The MFPCA is conducted with 10 principal components in order to be consistend with the univariate FPCAs conducted before for each scenario and PFT. Note that the MFPCA package does not provide an implementation of reconstructing the initial curves for multi-dimensional data.

Questions here: Is there a mathematical or computational reason, why this is not implemented? Would it be worth the effort to implement it myself?

In the following, we are going to see the principal components, now as heatmaps, a plot visualizing the first two principal components and the results of a 4-means clustering.


Principal Components

As a first step, let’s take a look at the principal components themselves. The following table shows the variability in per cent that the first 10 principal components account for in each scenario:

PC 1 PC 2 PC 3 PC 4 PC 5 PC 6 PC 7 PC 8 PC 9 PC 10
Variability 91.22 7.49 0.52 0.33 0.21 0.1 0.06 0.04 0.01 0.01

Note that this time, the values truly represent the accounted variation, not only the relative part. Obviously, the first principal component already captures nearly all of the variability in the data. The screeplot depicted in Figure 1 underlines this result:

Figure 1: Screeplot of the MFPCA.
Figure 1: Screeplot of the MFPCA.

In order to investigate changes in the values of the first 10 principal components, the following Figure 2 shows how positive (first plot) and negative deviations (second plot) to the mean act on the PC scores. Note that these plots only cover differences, not the mean itself. Values smaller than the mean are displayed in different shades of blue, while values above the mean are displayed in red.










Figure 2: First 10 principal components. Here, the y-axis represents PFTs (Tundra (1), Needleleaf Evergreen (2), Pioneering Broadlef (3), other Conifers (4) and Temperate Broadleaf (5)), and the x-axis the Year after Disturbance. The first row of each PC indicates positive deviations to the mean while the second row visualizes negative deviations to the mean. Note that these plots only cover differences, not the mean itself.
Figure 2: First 10 principal components. Here, the y-axis represents PFTs (Tundra (1), Needleleaf Evergreen (2), Pioneering Broadlef (3), other Conifers (4) and Temperate Broadleaf (5)), and the x-axis the Year after Disturbance. The first row of each PC indicates positive deviations to the mean while the second row visualizes negative deviations to the mean. Note that these plots only cover differences, not the mean itself.

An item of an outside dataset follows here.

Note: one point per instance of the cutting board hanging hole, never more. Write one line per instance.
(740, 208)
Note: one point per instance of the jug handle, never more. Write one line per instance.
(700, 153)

The interpretation for the first PC might be the following:

So in total, high values in the first component indicate a lower share of Needleleaf Evergreen, a higher share of Pioneering Broadleaf and a higher share of Tundra in the beginning of the study period than the mean. Other Conifers and Temperate Broadleaf do not substantially contribute to the dynamics.

Clustering

In order to group the curves into clusters, the first 10 PC scores are clustered by a k-means algorithm. In order to evaluate an appropriate number of clusters, Figure 3 shows an elbow plot for \(k \in \{1,...,10\}\):

Figure 3: Elbow plot for k-means clustering for k \in \{1,...,10\}.
Figure 3: Elbow plot for k-means clustering for \(k \in \{1,...,10\}\).

The elbow plot would indicate an elbow at \(k=2\). However, given the data structure with four scenarios, in the following, \(k=4\) is chosen. The four clusters are rather unbalanced and dominated by two large clusters, namely clusters 3 and 4, as the following table indicates:

Number of curves in each cluster after 126 years of recovery
Control SSP1-RCP2.6 SSP3-RCP7.0 SSP5-RCP8.5 Sum
Cluster 1 76 46 56 67 245
Cluster 2 75 54 63 47 239
Cluster 3 231 166 142 126 665
Cluster 4 52 176 201 225 654
Sum 434 442 462 465 1803

In order to get a first impression of the cluster-specific PFT-behavior, Figure 4 shows the PFT-wise mean shares of above ground carbon over the first 100 years of recovery. Note that here, the clusters are derived using the whole time span of 126 years of recovery and all scenarios are combined.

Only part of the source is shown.